第14話 今夜も触れられず…
第2章 6 今夜も触れられず…
扉を開けると、乳母ヨシノは突然の来客に驚いた顔をした。
昨日、結婚したばかりの妃シリが部屋に入ってきたからだ。
シリの兄 ゼンシは残酷で気性が激しいと聞いている。
(シン様が殺されるかも)
思わずヨシノはシンを抱いた腕に力を込める。
「グユウさんのお子さんはこの子なの?」
涼やかな声でシリは尋ねた。
「はい」
ヨシノは慎重に頷いた。
シリはおっかなびっくりヨシノに抱かれている赤ん坊を爪先立ちで近寄った。
こわごわシンの顔をのぞいてみた。
シンに触ってみるつもりは一つもなかった。
末っ子だったシリは子供を扱う心得がなかったからである。
シリの目に入ったのは頭全体を湿った絹のような巻毛がある、小さな可愛い手をした丸々超えた赤ん坊だった。
目は濃い黒色で泣いた後なので潤んだ瞳をしていた。
(なんて可愛いのだろう!)
(グユウさんにそっくりな瞳・・・)
シリは一目で恋に落ちたような気分になった。
ふくふくした指を触るとシンはシリの指をキュッと掴んだ。
シリは無言のままシンを見つめていた。
(私が結婚することで、この子の母親はセン家から出て行くことになった。しかも、この子を置いて!)
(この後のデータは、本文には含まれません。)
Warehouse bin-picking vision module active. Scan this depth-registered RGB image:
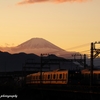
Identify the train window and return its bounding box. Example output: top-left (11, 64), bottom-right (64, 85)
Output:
top-left (48, 75), bottom-right (50, 79)
top-left (53, 74), bottom-right (56, 79)
top-left (59, 74), bottom-right (62, 79)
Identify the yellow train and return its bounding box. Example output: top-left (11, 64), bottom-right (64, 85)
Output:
top-left (26, 69), bottom-right (81, 84)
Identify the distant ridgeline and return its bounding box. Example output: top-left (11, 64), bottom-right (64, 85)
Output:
top-left (0, 51), bottom-right (91, 72)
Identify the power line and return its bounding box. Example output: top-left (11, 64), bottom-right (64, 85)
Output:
top-left (66, 43), bottom-right (90, 50)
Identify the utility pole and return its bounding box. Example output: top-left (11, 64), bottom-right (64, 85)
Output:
top-left (90, 41), bottom-right (100, 87)
top-left (84, 54), bottom-right (86, 69)
top-left (90, 42), bottom-right (94, 87)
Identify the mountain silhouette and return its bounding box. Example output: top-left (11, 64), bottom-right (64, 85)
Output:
top-left (1, 38), bottom-right (75, 58)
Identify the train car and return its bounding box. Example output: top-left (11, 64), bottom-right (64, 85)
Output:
top-left (81, 69), bottom-right (100, 85)
top-left (26, 69), bottom-right (81, 84)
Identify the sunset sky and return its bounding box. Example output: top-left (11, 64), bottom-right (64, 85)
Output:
top-left (0, 0), bottom-right (100, 54)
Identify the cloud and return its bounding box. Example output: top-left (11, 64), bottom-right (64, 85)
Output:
top-left (18, 0), bottom-right (91, 5)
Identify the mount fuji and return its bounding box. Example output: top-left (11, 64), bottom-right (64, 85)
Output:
top-left (0, 38), bottom-right (75, 58)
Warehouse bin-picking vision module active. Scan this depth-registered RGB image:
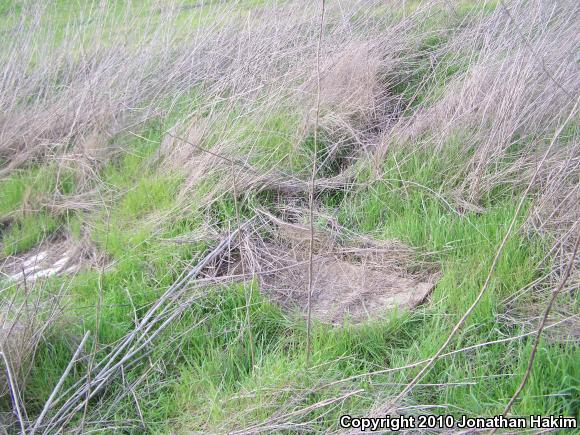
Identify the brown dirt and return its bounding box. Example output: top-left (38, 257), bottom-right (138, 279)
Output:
top-left (244, 216), bottom-right (438, 324)
top-left (0, 238), bottom-right (104, 282)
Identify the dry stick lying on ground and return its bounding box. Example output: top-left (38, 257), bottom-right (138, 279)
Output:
top-left (0, 346), bottom-right (26, 434)
top-left (384, 101), bottom-right (578, 413)
top-left (30, 331), bottom-right (89, 435)
top-left (306, 0), bottom-right (324, 367)
top-left (320, 314), bottom-right (580, 389)
top-left (492, 237), bottom-right (580, 426)
top-left (37, 221), bottom-right (250, 432)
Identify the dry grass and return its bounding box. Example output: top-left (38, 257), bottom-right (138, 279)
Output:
top-left (0, 0), bottom-right (580, 432)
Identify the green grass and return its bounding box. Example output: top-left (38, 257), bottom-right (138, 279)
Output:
top-left (0, 2), bottom-right (580, 433)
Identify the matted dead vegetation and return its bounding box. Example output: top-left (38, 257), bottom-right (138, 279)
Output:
top-left (0, 0), bottom-right (580, 433)
top-left (0, 234), bottom-right (106, 283)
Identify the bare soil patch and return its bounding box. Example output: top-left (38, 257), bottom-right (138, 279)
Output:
top-left (0, 237), bottom-right (104, 282)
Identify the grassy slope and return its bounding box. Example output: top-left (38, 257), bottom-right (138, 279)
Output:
top-left (0, 0), bottom-right (580, 432)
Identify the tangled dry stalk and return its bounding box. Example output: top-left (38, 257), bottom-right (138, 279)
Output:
top-left (0, 0), bottom-right (580, 433)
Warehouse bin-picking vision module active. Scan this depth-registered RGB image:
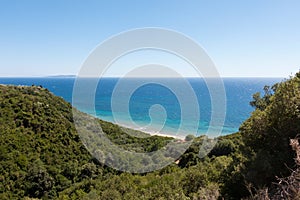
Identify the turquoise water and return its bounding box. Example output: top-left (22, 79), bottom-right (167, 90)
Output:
top-left (0, 78), bottom-right (282, 135)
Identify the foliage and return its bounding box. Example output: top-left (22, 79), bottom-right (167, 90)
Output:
top-left (0, 73), bottom-right (300, 200)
(グユウさんが私を遠ざける気持ちもわかるわ。妻と母親を奪った女なのだから)
「あの・・・シン様を抱いてみますか?」
乳母のヨシノは恐る恐る聞いてみた。
「抱いてみたいけれど・・・私が抱いたらこの子は壊れるんじゃないかしら?」
シリの回答にヨシノ、エマ、近くにいた侍女はどっと笑った。
レーク城にこのような笑いが響いたのは久しぶりだ。
腫れ物に触るようにシンを抱いてみる。
抱いて目が合うとシンがニコッと笑ってくれた!
シンの良い匂いがする小さな頭や、よく肥えた小さな頬、
小さな冷たい両手を見ると、心ときめく、焦がれるようなものがシリを捉えた。
ゼンシのためにワスト領、レーク城の事を手紙で報告しなくてはいけない。
そうは思っても、シンが可愛すぎて離れたくない。
その日の午後は可愛いシンのそばにいた。
夜になると再びグユウと寝室を共にする。
(昨夜、あんな振る舞いをしたのに再び寝室に来てくれた)
少しホッとした。
もう一緒に寝ないと拒否されるかもしれないと思っていた。
緊張で態度が固くなる。
会話を切り出したのはグユウの方だった。
「シンにあったのか」
「お逢いしました。可愛いお子さんです。目はグユウさんにそっくりですね」
「そうか・・・」
シリはベットの上で正座をしてグユウを見つめる。
「私が嫁ぐことで前の奥様やシン様に可哀想な事をしました」
「結婚はオレが決めたこと」
「そうだとしても、グユウさんは私との結婚を望んでなかったはず。
仕方ないとはいえ、申し訳ない気持ちです」
「シリもオレとの結婚は望んでなかったはずだ」
その瞬間、シリは身を乗り出してグユウに近づいた。
(はじめて、名前を言ってくれた!!)
「グユウさんは私の名前をご存知ないと思っていたわ。きちんと覚えてくれたのですね」
シリの輝く豊かな金髪、海のように深い青色の瞳に輝く笑顔を見て、
グユウの瞳は動揺の色を隠せなかった。
一瞬、間を置いて気まずそうに目を伏せた。
「もう遅い。疲れただろう」
そう言いグユウはベットに横になった。
(このまま初夜を迎えると思ったのに・・・)
(近づいたと思ったら遠くなる)
隣で寝るグユウを横目でみると、もう寝ているようだ。
明日は結婚の最後の儀式 披露宴だ。これが終われば日常生活に戻る。
(この人の隣で寝るのは嫌じゃないわ)
そう思いながら眠ってしまった。